The recent increase in available computing power and training dataset sizes allowed for the application of Convolutional Neural Networks (CNNs) to image classification and segmentation problems. In contrast to conventional machine learning approaches for image classification, they do not rely on hand-crafted features, but utilize large amount of images to derive task-specific image features. So far, these deep learning models have achieved excellent performance in image classification challenges in different fields, including medical image analysis, and in particular on histopathological images.

CAD may yield relevant information for diagnosis and prognosis, which the human eye and mind are unable to recognize or appreciate and thereby help to find yet unknown subclasses of histological features and/or diseases. While extremely promising, it will still take a significant amount of research and validation before the patient and physicians will benefit from this type of application. Thus, the research community still has to develop – and validate – appropriate algorithms.

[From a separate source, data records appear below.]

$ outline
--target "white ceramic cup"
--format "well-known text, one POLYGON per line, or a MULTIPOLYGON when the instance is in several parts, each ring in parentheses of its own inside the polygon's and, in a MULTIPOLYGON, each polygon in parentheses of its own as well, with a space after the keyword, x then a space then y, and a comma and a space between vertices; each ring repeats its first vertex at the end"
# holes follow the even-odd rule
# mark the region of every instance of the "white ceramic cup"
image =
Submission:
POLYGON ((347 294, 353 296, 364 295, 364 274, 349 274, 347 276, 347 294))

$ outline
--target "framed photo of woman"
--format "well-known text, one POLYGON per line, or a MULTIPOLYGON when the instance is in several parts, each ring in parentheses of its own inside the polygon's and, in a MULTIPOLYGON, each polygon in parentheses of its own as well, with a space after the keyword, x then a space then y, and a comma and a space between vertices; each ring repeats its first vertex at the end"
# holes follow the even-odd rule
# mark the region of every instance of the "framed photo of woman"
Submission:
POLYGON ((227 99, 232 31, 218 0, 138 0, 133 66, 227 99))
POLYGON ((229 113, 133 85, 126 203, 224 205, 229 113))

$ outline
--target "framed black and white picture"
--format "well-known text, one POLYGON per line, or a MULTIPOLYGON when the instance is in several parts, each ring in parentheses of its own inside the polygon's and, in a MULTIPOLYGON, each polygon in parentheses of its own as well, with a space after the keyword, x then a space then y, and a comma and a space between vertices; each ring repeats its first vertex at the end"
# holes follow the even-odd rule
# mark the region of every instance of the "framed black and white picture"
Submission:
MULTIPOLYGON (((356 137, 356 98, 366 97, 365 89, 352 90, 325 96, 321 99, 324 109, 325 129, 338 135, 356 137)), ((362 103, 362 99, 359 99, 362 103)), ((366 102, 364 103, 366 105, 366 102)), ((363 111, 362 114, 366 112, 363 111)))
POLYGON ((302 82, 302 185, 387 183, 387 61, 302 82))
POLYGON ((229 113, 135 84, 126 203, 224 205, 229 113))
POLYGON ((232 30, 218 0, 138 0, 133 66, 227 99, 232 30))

The long-lasting collaboration between the company TissueGnostics GmbH (headed by CEO Rupert Ecker), an expert in microscope automation and tissue analysis, and the Medical University of Vienna (Isabella Ellinger, PI at the Inst. f. Pathophysiology and Allergy Research) is currently fostered by the joint participation in an EU-funded European Training Network (ETN; Grant #675228; https://casr.meduniwien.ac.at). The common PhD student, Amirreza Mahbod, makes use of deep CNNs for segmentation and classification of different histopathological images with minimum pre- and post-processing steps. In order to implement these algorithms, state-of-the-art deep learning-based architectures pre-trained on huge data sets of natural images are utilized and modified to be adapted for histopathological image analysis. All algorithms shall be tested and validated in „grand challenges in biomedical image analysis“. Upon successful performance of algorithms, the ultimate goal is to integrate them into the commercial StrataQuestTM software of TissueGnostics GmbH (Catalin Captarencu), make them available for clinical as well as biomedical research applications and integrate them into the custom StrataQuest™ Apps provided by TissueGnostics (Robert Nica).